While the principal’s type can be anything, we will likely only use it with org.openmrs.User and org.openmrs.Role for the time being.


@burke @ibacher I still think that in the general case (so when the principal is not just a User) it is not sufficient to provide a reference to the principal and a reference to the resource, it is also necessary to specify a strategy to go from the principal to a collection of users. It is obvious what that one would do but in the above example there should be a RoleMappingStrategy, something like that:

class RoleMappingStrategy implements MappingStrategy<Role> {

  public List<User> getUsers(Role principal) {
    // returns all the users with the role `principal`
  }

}

Of course there is a lot to be scrapped for a first stab since we will likely limit ourselves to supporting User and Role principal types, and therefore we may just hardcode two mapping strategies without putting together a more complicated architecture.

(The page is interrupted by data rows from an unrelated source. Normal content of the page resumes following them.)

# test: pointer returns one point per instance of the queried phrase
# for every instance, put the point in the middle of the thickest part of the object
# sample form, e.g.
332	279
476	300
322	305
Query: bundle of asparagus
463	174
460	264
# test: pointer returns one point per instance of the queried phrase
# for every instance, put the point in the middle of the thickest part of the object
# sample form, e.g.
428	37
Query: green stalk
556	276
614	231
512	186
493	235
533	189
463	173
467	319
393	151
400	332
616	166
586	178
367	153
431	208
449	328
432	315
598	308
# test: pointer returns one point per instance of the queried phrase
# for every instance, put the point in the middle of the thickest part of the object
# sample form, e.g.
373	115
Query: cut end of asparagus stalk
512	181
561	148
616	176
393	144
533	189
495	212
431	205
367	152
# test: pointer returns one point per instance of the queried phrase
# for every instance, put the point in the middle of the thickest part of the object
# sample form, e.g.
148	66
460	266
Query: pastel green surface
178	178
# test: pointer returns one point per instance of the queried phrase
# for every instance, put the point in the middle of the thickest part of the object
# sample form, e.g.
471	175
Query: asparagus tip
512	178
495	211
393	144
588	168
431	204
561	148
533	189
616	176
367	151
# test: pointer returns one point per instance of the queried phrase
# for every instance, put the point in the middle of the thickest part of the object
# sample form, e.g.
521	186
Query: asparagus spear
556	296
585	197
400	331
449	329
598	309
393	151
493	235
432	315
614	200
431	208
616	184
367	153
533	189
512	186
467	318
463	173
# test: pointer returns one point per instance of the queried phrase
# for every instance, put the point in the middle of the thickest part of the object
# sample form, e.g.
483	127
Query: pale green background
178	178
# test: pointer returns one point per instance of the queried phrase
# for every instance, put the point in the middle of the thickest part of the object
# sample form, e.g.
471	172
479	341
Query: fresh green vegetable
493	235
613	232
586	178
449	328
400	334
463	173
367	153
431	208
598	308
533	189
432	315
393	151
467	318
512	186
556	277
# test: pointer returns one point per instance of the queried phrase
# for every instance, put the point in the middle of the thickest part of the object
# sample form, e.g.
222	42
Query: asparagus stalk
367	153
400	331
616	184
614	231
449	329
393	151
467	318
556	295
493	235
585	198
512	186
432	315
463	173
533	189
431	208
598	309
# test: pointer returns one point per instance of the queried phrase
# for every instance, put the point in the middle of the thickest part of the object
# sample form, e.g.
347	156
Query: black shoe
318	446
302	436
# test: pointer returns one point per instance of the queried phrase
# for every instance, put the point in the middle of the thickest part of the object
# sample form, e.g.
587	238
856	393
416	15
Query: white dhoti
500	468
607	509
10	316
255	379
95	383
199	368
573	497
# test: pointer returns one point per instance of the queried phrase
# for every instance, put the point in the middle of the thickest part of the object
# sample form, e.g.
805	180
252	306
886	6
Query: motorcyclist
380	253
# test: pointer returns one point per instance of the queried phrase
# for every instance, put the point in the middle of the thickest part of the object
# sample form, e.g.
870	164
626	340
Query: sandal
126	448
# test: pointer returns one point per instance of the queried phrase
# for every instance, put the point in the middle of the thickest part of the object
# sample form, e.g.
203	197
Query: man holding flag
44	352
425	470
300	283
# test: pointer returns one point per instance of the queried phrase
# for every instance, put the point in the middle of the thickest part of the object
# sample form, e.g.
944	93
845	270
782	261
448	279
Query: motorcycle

I would just add that “generic entity access” is a tricky topic with lots of prior art, presumably including academic papers, and OpenMRS is not trying to do anything special that hundreds of systems haven’t done before. So, +1 for plugging into existing tooling for this, and it would be even more worthwhile for someone to search the literature more than usual (because this is more of a “typical” problem than what OpenMRS usually faces).

If you apply this wider than just cohorts, it probably eats up a huge amount of computational power, and there are lots of implementation details around caching.

In that spirit, @mksd, for your “logged in at location” example, my inclination is:

  • authorizing a static user, role, or user group, should be the common case, and optimize for these. Particularly, don’t force them through a Strategy pattern that assumes arbitrary code.
  • instead, support some kind of “dynamic query” use case, but try to make it a less-common one, and assume it’s going to be less performant.
1 Like

Thanks @darius for your input, it all resonates with what’s been discussed. Let’s hope that there is a reasonable path to using Spring Security tooling, hopefully leading to a reasonable path down the line for using Spring Security altogether within OpenMRS.

That makes a lot of sense, and I think is aligned with what I had in mind.